The goal of project risk management can be viewed as minimizing potential negative risks while maximizing potential positive risks. The term known risks is sometimes used to describe risks that the project team has identified and analyzed. Known risks can be managed proactively. However, unknown risks, or risks that have not been identified and analyzed, cannot be managed.
As you can imagine, good project managers know it is good practice to take the time to identify and manage project risks. Six major processes are involved in risk management:
Planning risk management involves deciding how to approach and plan risk management activities for the project. The main output of this process is a risk management plan.
Identifying risks involves determining which risks are likely to affect a project and documenting the characteristics of each. The main outputs of this process are a risk register, risk report, and project documents updates.
Performing qualitative risk analysis involves prioritizing risks based on their probability of occurrence and impact.
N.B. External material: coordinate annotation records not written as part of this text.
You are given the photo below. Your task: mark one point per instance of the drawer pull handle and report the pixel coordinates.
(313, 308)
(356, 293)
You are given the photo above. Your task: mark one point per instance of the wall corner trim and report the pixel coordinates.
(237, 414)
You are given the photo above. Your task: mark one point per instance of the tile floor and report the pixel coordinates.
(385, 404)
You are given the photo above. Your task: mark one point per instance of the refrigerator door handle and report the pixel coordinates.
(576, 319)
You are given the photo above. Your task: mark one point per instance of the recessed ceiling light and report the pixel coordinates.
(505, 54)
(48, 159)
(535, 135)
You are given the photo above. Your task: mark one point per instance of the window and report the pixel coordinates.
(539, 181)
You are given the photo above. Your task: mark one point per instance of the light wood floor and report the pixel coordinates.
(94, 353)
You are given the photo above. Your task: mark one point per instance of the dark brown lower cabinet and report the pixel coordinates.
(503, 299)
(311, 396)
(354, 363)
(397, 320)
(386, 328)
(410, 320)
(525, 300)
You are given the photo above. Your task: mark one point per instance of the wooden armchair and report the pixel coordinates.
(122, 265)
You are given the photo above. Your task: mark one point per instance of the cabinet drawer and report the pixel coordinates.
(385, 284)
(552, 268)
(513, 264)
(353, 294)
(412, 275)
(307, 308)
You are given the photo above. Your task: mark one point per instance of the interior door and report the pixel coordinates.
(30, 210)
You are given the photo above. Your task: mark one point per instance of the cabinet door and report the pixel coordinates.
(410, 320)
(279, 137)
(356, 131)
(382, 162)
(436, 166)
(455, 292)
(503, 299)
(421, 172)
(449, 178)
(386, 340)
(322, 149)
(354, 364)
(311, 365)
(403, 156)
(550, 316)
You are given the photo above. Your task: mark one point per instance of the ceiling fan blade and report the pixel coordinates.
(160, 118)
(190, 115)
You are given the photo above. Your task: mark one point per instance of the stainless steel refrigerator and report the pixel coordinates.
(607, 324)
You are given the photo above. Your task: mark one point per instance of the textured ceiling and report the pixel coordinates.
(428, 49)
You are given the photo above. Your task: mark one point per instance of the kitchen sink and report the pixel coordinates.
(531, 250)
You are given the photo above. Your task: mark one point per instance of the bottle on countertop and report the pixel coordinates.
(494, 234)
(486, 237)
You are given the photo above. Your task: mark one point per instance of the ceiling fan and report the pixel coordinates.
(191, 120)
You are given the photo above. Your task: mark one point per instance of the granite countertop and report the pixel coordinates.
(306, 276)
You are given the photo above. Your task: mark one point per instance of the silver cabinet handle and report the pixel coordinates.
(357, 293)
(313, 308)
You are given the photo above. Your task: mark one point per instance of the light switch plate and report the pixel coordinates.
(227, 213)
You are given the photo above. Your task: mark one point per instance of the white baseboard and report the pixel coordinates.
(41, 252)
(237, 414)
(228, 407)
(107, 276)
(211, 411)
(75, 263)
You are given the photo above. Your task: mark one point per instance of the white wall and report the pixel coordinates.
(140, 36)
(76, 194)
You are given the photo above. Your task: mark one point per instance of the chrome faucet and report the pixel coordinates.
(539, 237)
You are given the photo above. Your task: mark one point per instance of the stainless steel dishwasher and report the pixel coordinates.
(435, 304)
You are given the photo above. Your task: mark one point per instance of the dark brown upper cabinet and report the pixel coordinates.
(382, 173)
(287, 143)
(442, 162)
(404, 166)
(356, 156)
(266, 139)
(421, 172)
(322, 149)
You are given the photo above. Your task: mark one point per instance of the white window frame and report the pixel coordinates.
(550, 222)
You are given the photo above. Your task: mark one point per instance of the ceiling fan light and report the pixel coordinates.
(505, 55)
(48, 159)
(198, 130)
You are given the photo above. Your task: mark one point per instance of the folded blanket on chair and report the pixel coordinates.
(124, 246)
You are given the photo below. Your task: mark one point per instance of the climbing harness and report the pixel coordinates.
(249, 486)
After identifying risks, project teams can use various tools and techniques to rank risks and update information in the risk register. The main outputs are project documents updates.
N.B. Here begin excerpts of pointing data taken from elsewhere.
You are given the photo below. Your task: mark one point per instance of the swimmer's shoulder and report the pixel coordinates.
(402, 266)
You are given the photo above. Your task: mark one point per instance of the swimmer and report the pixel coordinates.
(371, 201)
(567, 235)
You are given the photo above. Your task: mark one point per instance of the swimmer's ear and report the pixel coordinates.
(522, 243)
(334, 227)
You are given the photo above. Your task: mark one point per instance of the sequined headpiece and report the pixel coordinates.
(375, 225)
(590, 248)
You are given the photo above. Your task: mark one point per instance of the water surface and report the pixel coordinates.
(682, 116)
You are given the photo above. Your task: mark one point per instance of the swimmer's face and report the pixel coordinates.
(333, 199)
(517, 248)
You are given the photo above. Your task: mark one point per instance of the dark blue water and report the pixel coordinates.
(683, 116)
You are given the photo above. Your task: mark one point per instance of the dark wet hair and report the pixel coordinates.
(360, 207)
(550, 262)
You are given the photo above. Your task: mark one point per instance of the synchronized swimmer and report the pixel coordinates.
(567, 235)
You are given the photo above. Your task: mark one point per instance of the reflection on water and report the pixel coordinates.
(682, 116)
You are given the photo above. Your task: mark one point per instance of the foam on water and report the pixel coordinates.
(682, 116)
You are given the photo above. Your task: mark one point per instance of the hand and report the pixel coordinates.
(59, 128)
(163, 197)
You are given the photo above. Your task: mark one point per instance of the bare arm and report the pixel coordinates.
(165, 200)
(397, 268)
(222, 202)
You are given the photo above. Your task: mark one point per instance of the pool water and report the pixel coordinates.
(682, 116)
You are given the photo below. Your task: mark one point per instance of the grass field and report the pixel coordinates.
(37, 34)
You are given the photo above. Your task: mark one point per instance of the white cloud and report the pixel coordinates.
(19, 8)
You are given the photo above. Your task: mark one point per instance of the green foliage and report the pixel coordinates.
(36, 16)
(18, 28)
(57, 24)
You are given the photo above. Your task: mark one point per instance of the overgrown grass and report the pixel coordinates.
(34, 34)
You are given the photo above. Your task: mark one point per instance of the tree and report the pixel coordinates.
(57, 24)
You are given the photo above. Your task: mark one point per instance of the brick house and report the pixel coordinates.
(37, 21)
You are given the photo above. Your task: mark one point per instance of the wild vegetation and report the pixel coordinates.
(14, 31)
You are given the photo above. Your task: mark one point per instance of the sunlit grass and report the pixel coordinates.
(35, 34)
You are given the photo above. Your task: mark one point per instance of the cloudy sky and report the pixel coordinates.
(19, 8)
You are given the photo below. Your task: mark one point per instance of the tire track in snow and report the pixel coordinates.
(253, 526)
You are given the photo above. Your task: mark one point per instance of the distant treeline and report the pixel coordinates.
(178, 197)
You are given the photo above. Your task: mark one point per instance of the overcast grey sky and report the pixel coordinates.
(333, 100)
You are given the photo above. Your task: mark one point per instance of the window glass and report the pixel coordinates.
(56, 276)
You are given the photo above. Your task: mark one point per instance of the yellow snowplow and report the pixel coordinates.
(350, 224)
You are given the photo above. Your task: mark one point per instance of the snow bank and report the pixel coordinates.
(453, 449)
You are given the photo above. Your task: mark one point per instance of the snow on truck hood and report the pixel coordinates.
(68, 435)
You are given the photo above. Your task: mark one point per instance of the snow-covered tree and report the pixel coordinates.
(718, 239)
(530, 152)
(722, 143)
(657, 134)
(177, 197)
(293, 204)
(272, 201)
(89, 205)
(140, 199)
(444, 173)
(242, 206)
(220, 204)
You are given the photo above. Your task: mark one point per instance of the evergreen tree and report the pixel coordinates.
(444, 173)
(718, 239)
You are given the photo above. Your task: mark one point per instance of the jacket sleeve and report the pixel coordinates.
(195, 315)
Performing quantitative risk analysis involves numerically estimating the effects of risks on project objectives. The main outputs of this process are project documents updates.
Planning risk responses involves taking steps to enhance opportunities and reduce threats to meeting project objectives. Using outputs from the preceding risk management processes, project teams can develop risk response strategies that often result in change requests, updates to the project management plan and project documents.
Implementing risk responses, just as it sounds, involves implementing the risk response plans. Outputs include change requests and project documents updates.
Monitoring risk involves monitoring identified and residual risks, identifying new risks, carrying out risk response plans, and evaluating the effectiveness of risk strategies throughout the life of the project. The main outputs of this process include work performance information, change requests, and updates to the project management plan, project documents, and organizational process assets.
Figure 11-3 summarizes the inputs, tools and techniques, and outputs of project risk management.
Figure 11-3Project risk management overview
Source: PMBOK® Guide – Sixth Edition. Project Management Institute, Inc. (2017). Copyright and all rights reserved. Material from this publication has been reproduced with permission of PMI.
The first step in project risk management is determining how to address this knowledge area for a particular project by performing risk management planning.